Não há como desassociar essa problemática de uma cultura historicamente preconceituosa e primordialmente machista. Ana Dilza Maria, coordenadora do Eixo de enfrentamento da violência contra a mulher do Coletivo Feminista Cunhã, destacou o fato de existirem vários avanços nos atendimentos feitos às mulheres violentadas, embora as medidas preventivas ainda sejam embrionárias. “Não adianta estarmos chorando e nos angustiando apenas quando a mídia revela sofrimentos extremos. Precisamos nos indignar com o sofrimento cotidiano: a mulher que ganha menos trabalhando o mesmo número de horas e na mesma função que os homens; a mulher espancada pelo meu vizinho diariamente e eu não me envolvo; as crianças que chegam com vários indícios de abuso”, exemplificou.

Embora cada um dos casos tenha suas especificidades, alguns traços os aproximam. Em três deles os acusados tinham antecedentes criminais; em pelo menos dois (ainda há controvérsias no caso da Paraíba) os envolvidos estavam sob o efeito de drogas. O caso de Maria Alice Seabra foge um pouco ao padrão dos demais – havia uma relação próxima entre ela e o assassino, além do crime ter sido orquestrado há pelo menos três anos. As quatro histórias são marcadas por agressões,
torturas e extrema crueldade. Todos os réus disseram que não tinha a intenção prévia de matar suas vítimas.

O Psicólogo Luan de Assis, que atua com crianças vítimas de violência sexual, tentou traçar um perfil dos criminosos através de uma das correntes da Psicologia. “A Psicanálise enxerga o sujeito como fruto do seu desenvolvimento psicossexual. Em algum ponto de suas fases de desenvolvimento, houve uma falha em sua formação. Esse sujeito então tem uma visão distorcida sobre si mesmo e necessita do uso da força para ter seu objeto de desejo. Isso faz com que ele não lide bem com frustrações e decepções, canalizando muitas vezes em comportamentos agressivos”, explicou. Ele também fez questão de enfatizar a cultura machista como um agravante para os acontecimentos.
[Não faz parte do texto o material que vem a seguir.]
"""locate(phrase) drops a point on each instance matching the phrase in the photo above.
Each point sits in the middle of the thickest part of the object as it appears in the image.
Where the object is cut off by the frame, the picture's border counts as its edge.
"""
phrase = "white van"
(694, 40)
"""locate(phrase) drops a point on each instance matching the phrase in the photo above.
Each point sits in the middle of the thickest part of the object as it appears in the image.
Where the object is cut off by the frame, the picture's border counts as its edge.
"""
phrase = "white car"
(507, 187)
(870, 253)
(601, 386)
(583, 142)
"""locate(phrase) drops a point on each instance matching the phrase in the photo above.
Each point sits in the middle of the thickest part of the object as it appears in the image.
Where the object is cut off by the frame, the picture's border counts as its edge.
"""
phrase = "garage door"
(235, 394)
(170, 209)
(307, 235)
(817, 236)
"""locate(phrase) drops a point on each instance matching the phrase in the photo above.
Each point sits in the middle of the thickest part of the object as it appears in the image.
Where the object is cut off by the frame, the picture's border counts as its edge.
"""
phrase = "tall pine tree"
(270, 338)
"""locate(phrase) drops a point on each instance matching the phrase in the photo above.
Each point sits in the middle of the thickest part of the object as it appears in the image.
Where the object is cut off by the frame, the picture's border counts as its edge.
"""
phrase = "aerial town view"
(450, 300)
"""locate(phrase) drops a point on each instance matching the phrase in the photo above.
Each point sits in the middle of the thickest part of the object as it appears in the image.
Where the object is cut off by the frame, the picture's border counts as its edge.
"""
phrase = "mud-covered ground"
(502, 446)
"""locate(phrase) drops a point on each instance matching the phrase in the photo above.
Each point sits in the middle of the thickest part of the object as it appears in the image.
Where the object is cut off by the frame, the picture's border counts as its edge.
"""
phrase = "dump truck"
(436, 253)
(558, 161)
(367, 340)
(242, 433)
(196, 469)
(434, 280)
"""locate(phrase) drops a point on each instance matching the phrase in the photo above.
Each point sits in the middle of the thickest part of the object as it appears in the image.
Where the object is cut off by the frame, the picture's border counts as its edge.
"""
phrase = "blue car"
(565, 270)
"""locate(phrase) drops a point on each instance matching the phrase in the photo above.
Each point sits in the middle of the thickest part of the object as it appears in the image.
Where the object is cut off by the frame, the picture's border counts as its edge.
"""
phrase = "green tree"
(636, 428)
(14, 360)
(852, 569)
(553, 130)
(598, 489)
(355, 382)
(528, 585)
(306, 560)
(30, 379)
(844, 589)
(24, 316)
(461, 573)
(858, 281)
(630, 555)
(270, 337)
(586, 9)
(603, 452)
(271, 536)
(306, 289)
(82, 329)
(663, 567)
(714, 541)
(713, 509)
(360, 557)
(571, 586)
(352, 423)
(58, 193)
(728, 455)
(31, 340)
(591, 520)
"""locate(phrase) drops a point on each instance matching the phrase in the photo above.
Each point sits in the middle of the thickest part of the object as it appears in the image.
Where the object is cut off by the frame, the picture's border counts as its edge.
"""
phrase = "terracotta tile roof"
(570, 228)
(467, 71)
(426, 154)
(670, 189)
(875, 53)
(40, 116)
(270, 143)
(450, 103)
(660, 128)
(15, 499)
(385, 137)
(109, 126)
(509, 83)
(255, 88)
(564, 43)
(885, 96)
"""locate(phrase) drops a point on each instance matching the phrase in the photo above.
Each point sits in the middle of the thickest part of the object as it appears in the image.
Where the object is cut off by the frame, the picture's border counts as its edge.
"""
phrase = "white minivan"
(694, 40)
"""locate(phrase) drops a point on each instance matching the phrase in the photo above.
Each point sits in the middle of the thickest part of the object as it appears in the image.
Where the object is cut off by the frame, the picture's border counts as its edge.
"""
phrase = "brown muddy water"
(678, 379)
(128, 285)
A opinião de quem trabalha diretamente com o tema confirma os avanços no combate à violência contra a mulher. Ainda assim, os últimos casos amplificam a necessidade de mais ações contra essa problemática. Dados como o da OMS assustam ao mostrarem que um terço das mulheres do mundo é vítima de abusos. O feminicídio tem formas variadas e precisa ser compreendido em sua complexidade. Situações extremas como as recentes histórias de terror na região são as últimas consequências de pequenos acontecimentos cotidianos. Como a prevenção ainda é precária, os investimentos motivados pela violência de gênero são incalculáveis: gastos com saúde, policiamento especializado, abrigos, segurança e diversas outras medidas paliativas. Uma revolução cultural, ainda tímida, ganha força e surge como uma solução a longo prazo. Enquanto isto não se tornar realidade, ainda surgirão histórias assustadoras como as de Maria Alice, Caroline Teles e tantas outras.
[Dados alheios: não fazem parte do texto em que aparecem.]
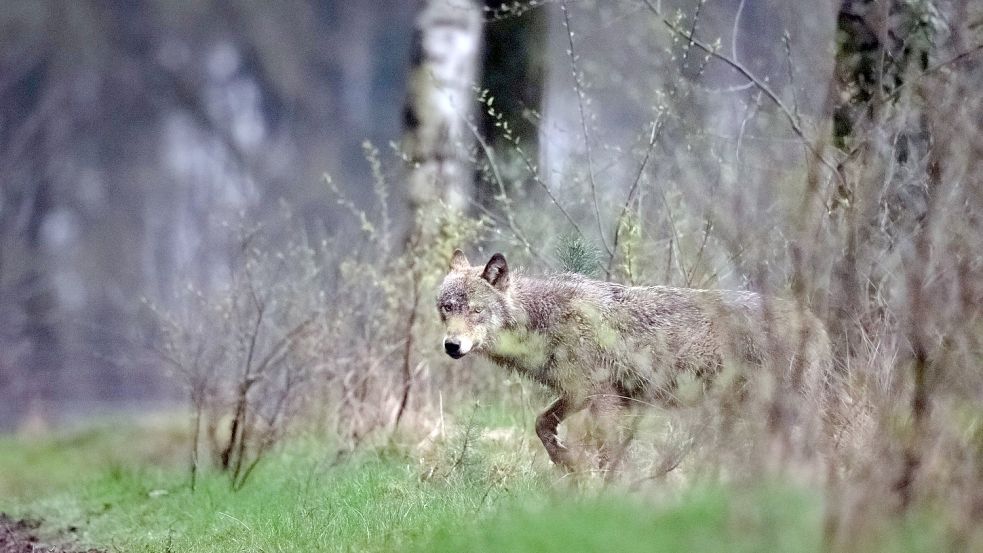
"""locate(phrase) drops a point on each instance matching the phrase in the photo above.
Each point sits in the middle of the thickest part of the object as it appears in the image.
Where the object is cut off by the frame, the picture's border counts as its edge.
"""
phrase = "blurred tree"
(446, 46)
(514, 68)
(128, 131)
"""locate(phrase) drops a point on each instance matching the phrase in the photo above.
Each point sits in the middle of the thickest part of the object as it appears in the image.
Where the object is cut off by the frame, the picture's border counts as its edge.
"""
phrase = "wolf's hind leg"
(546, 425)
(607, 417)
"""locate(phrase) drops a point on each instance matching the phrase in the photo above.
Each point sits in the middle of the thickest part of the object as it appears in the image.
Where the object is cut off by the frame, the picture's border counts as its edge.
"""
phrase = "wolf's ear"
(459, 262)
(497, 272)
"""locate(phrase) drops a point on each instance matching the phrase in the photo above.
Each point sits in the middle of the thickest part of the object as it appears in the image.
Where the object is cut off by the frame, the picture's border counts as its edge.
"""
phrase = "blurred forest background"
(130, 133)
(247, 207)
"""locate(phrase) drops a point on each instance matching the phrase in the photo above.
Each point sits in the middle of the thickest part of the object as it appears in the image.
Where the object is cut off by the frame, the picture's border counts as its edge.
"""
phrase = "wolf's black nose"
(452, 347)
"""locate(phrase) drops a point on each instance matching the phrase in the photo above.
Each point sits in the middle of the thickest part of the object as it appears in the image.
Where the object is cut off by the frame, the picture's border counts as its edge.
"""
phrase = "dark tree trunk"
(514, 74)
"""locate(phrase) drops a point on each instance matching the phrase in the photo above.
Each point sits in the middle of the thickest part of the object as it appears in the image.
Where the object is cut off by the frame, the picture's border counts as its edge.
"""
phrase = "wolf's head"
(473, 303)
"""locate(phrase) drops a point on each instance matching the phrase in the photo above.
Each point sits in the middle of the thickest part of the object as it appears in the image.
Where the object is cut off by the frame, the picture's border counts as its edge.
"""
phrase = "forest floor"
(21, 536)
(124, 486)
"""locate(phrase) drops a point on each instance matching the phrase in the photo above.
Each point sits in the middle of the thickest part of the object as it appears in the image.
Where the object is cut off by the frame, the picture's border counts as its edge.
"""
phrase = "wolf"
(606, 346)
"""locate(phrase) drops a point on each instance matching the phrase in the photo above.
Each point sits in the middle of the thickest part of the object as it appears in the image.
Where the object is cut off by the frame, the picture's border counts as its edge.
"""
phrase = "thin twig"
(657, 127)
(583, 123)
(793, 120)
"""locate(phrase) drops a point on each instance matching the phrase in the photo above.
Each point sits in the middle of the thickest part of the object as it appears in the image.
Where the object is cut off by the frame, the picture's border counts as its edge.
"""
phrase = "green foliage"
(135, 498)
(577, 255)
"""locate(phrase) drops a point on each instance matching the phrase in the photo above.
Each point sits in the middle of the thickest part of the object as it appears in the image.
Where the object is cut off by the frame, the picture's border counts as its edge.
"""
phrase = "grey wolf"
(604, 346)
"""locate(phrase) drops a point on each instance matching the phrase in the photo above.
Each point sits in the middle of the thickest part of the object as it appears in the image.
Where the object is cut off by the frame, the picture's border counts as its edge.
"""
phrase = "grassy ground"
(124, 487)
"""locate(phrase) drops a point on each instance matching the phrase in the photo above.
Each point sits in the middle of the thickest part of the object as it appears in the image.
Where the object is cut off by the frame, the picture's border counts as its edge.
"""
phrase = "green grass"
(125, 488)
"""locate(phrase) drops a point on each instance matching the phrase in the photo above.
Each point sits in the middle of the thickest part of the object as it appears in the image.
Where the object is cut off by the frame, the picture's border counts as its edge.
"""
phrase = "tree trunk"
(437, 137)
(514, 75)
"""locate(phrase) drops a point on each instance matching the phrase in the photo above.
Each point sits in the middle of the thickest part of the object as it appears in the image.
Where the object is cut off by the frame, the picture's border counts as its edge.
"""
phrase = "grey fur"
(604, 345)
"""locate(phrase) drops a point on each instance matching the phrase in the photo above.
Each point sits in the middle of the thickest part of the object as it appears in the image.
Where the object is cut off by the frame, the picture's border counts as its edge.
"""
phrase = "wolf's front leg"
(546, 427)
Políticas Públicas e apoio

Desde os anos 70 há avanços e conquistas dos movimentos que lutam por igualdade entre os gêneros. Hoje existem delegacias especializadas, abrigos, associações, ONGs e várias outras instituições com essa finalidade. O Plano Nacional de Políticas para as Mulheres (PNPM), criado há pouco mais de uma década, busca através do diálogo com vários segmentos da sociedade, ratificar a autonomia e participação das mulheres em todos os âmbitos da vida, promover a igualdade e universalidade dos serviços e benefícios prestados pelo Estado.

No dia 9 de março, a presidente Dilma Rousseff sancionou a Lei do Feminicídio, que altera o código penal para prever casos de violência, menosprezo ou discriminação contra a condição de mulher como um tipo de homicídio qualificado, além de pontuar agravantes em casos de gestantes, menores de 14 e maiores de 60 anos e deficientes. A intenção é aumentar o rigor das punições em meio aos altos índices de violência contra as mulheres no Brasil. A Ministra da Secretaria de Políticas para as Mulheres, Eleonora Menicucci, destacou que a lei colocou o Brasil entre os 16 países da América Latina a tipificarem o crime contra as mulheres.